Some time ago (1990 aprox) I joined the British Church Growth Association. However I only stayed a couple of years as I felt they had reduced mission to a science. They produced all these graphs about church membership and who was joining churches. According to their graphs and fancy pie charts, they discovered that the most responsive group of people were married couples who were employed, home owners and with a young family. They therefore concluded this should be the churches pool to fish in. Although I found it all very interesting, I also found it a lot of nonesense. There was no thought of prayer or preaching but rather the organising of activities and programmes aimed at the so called target people. 

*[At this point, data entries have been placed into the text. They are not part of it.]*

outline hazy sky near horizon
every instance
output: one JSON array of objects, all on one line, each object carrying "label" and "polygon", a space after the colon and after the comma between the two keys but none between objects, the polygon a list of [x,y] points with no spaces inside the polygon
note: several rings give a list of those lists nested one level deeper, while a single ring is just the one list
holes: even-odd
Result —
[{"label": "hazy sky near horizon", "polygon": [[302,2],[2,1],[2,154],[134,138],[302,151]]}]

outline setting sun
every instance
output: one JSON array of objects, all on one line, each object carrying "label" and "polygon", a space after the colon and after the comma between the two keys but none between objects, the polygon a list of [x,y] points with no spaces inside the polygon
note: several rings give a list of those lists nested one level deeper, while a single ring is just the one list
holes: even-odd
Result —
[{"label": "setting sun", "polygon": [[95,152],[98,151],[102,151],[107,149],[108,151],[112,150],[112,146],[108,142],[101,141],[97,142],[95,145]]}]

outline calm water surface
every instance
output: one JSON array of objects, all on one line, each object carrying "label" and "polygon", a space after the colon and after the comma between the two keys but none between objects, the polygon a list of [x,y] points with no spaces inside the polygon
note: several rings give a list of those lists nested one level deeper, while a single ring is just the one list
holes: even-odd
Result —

However I would not write the church growth association off altogether as they did produce some excellent books including one by Johann Lukasse, a Belgian church planter, on different methods used in Belgium to plant churches. They also produced a series of 10 churches under the titles of '10 growing churches', '10 missionary churches', '10 new churches', '10 city churches' etc

I see two types of church planting situations. In the likes of the west where there are many established churches and in other countries where it is very much pioneer work. 

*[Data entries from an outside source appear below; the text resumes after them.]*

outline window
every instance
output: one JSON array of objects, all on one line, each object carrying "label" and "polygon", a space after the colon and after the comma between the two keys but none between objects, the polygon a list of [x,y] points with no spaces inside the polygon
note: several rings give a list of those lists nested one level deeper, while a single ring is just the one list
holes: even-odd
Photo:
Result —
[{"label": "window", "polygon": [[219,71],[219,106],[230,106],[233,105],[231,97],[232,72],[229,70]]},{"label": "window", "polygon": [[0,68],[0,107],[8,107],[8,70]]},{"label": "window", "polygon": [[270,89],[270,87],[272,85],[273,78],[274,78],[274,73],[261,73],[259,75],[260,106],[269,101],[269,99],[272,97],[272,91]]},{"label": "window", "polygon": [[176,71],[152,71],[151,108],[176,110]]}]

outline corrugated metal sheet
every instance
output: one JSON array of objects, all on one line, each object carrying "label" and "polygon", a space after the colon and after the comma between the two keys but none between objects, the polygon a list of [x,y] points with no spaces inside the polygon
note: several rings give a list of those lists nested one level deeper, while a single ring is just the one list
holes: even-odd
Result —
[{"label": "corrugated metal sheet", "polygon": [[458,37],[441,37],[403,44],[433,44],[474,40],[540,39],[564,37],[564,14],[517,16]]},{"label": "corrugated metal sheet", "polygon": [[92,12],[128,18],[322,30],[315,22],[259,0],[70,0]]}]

In the first case a local church should look at an area close by and decide that is the place to set some of its members apart to be a core group for a new church on say a housing estate. Indeed the church I currently belong to was formed in this way. A church from the centre of Belfast planted a church in one of the suburbs where a number of its members lived (that was 1970). This church in turn grew and set aside some of its members who lived in the Lambeg area of Lisburn to plant a new church in 1989.

I am sure many on the PB would not agree with this but I believe the optimum size of a church is between 100-120 members. It is a sizable number but still small enough to get to know everyone and to be aware of all the member's familys and situations etc. There is still the sense of fellowship and everyone knows everyone quite well. When a church gets to that size it should set aside part of its membership to form a new church in an area where none exists. A church of that size can cope with setting aside 20-30 members as a new daughter church.

The second situation is not as straight forward. In countries where the church is not established and Christianty is very much a minority faith a different approach is needed. A team of say two couples and a couple of single people is good to work together and this can be enhanced by short termers coming for a few weeks or months or even a year or two. Great patience and endurance is required and a lot of faithful sowing is needed as one must be prepared to wait for years before any significant breakthrough may be seen.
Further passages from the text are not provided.